Mais cette proximité du philosophe avec la science n’est pas qu’un simple intérêt intellectuel, elle est une source de réflexion et de confrontation constante. La fameuse rencontre de Bergson avec Einstein, décrite avec précision par Emmanuel Kessler, en est la preuve. Le 6 avril 1922, lors d’une réunion organisée par la Société de Philosophie à laquelle participe Einstein, le philosophe ne se contente pas d’assister paisiblement à la présentation des travaux révolutionnaires du physicien mais, sur invitation de Paul Langevin, échange avec ce dernier et défend, face à la théorie de la relativité, sa conception d’un temps universel. Cet échange dura pendant plusieurs années, par réflexions interposées, mais c’est dans le domaine de la physique des particules et avec l’apparition de la théorie quantique que Bergson retrouva toute sa pertinence. Louis de Broglie, l’un des pères de la physique quantique, n’a pas manqué de le remarquer : « la plupart de ces intuitions se trouvent déjà exprimées dans l’Essai sur les données immédiates de la conscience, (…) antérieur de près de quarante ans aux idées de MM. Bohr et Heisenberg sur l’interprétation physique de la Mécanique ondulatoire »2.

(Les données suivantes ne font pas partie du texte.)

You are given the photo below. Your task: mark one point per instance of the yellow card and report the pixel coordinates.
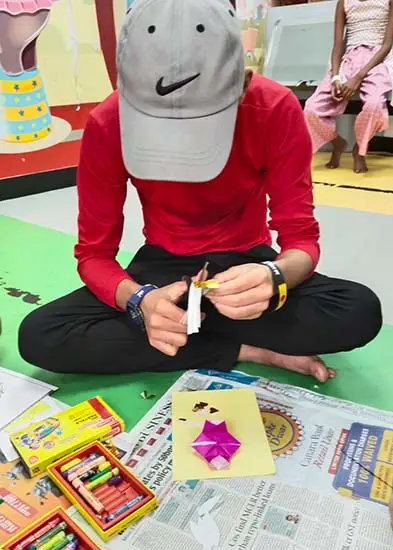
(239, 409)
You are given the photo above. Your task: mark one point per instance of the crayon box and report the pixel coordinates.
(44, 526)
(103, 490)
(46, 441)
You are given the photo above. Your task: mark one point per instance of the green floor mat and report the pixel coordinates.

Une autre facette de la vie de Bergson, particulièrement méconnue, est admirablement mise en avant dans l’ouvrage d’Emmanuel Kessler. Il s’agit des missions diplomatiques menées par Bergson entre 1916 et 1918. Au début de l’année 1917, Bergson est ainsi envoyé par Aristide Briand, sur recommandation de Louis Aubert, un ancien élève du philosophe, aux États-Unis afin de convaincre Wilson de revenir sur sa promesse de ne pas entrer en guerre aux côtés des Alliés. Se liant d’amitié avec le colonel House, Bergson fait la rencontre de Wilson le 19 février et avance un argument imparable en faveur de la constitution d’une future société des nations : si les États-Unis interviennent pour assurer la victoire aux Alliés, leur rôle sera central dans l’organisation de la paix en Europe et au-delà après guerre. Bergson déclare à propos de cette rencontre : « La France était sauvée. Ce fut la plus grande joie de ma vie »3.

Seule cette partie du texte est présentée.